Now CEO of Chesbro, the task of bringing the piano home fell on Tana’s shoulders. She said their plan at that time was to get a trucking company to bring the piano into Idaho Falls to have Greg Mickelson, a local expert who had worked with many of Chesbro’s Zeck pianos in the past, restore it, but heartbreak struck again: Mickelson and the prospective truck driver both suffered heart attacks. Mickelson passed away, and the driver could no longer make the journey.

Tana and her daughter, JennieLee Stahn, set to work trying to find a restoration expert in the Seattle area and a trucking company equipped to make the journey.

The summer months crawled by, and along with them came the announcement of new ivory laws being passed in January. Moving the ivory-keyed antique became a race against time; it was now or probably never.

Then the news came: winter is early to come to North Pole Alaska, so Davis and her husband had already packed their shed for the winter. The earliest the piano could get out now would be next spring – after the ivory laws were passed.

“I went into mom’s office and said ‘Is this meant to be? Will we ever get the piano home?’” JennieLee said. “We kind of both sunk in our chairs and thought ‘Is this ever going to happen?’”

Tana said that out of desperation, she emailed Davis’s address to an old friend who lived approximately 35 miles from where the piano currently resided.

“I was on pins and needles waiting,” Tana said, describing the days she waited without hearing any news, good or otherwise.

Meanwhile, Tana’s friend Ann Ward met with Davis, and, unbeknownst to Tana, picked up the piano only a couple of days later.

“The day I got the text, which just says ‘We have the piano,’ I was super excited,” Tana said. “I could visualize the piano sitting in [their] shop in Salcha, Alaska…. We felt like it had traveled a lot more miles [than it actually had].”

Following the shipping specifications and YouTube video guidance, Ward’s husband custom-built a crate for the piano. The shipper JennieLee hired picked up the carefully packed fortress and delivered it straight to its destination in Olympia, Washington.

The Restoration

Tana and JennieLee found Ed Howard, president of Olympic Piano Rebuilders, through the high recommendations of several sources, and said they decided to trust him completely with the restoration. Howard has been restoring pianos for over 40 years now, and specializes in, as he puts it, “pianos that other people don’t want to touch.”

Tana wanted the piano to resemble its original self as closely as possible, so requested Howard not rebuild the piano, but instead repair any damage the best he could.

To honor Tana’s request, Howard said they only worked on major repairs and touch-ups. They replaced the now-useless strings in the piano with new, custom-made replicas. They also replaced many of the ivory key tops with ones from other old pianos that had been donated.

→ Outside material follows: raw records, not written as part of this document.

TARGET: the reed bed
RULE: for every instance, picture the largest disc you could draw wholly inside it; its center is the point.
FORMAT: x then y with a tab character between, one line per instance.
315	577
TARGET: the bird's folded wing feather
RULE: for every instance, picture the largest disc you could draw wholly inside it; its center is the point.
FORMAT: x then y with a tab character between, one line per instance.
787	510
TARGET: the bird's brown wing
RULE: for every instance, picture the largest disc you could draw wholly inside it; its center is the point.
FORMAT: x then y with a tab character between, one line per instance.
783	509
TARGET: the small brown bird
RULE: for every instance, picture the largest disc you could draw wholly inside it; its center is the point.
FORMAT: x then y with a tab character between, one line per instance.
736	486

“It’s a great-sounding piano,” Howard said. “I’m happy it sounds as good as it does. When people put a lot of money into these pianos, you’re hoping that they’re going to be pleased because they’re spending their money on nostalgia and a family heirloom.”

The Homecoming

The piano, now with polished wood and gleaming keys, sits patiently in Howard’s shop, waiting for Tana and JennieLee to make the last leg of a long and emotional journey.

Chesbro is ready to welcome it home at last.

Editor’s note:  The piano safely arrived in Idaho Falls mid-April, 2015.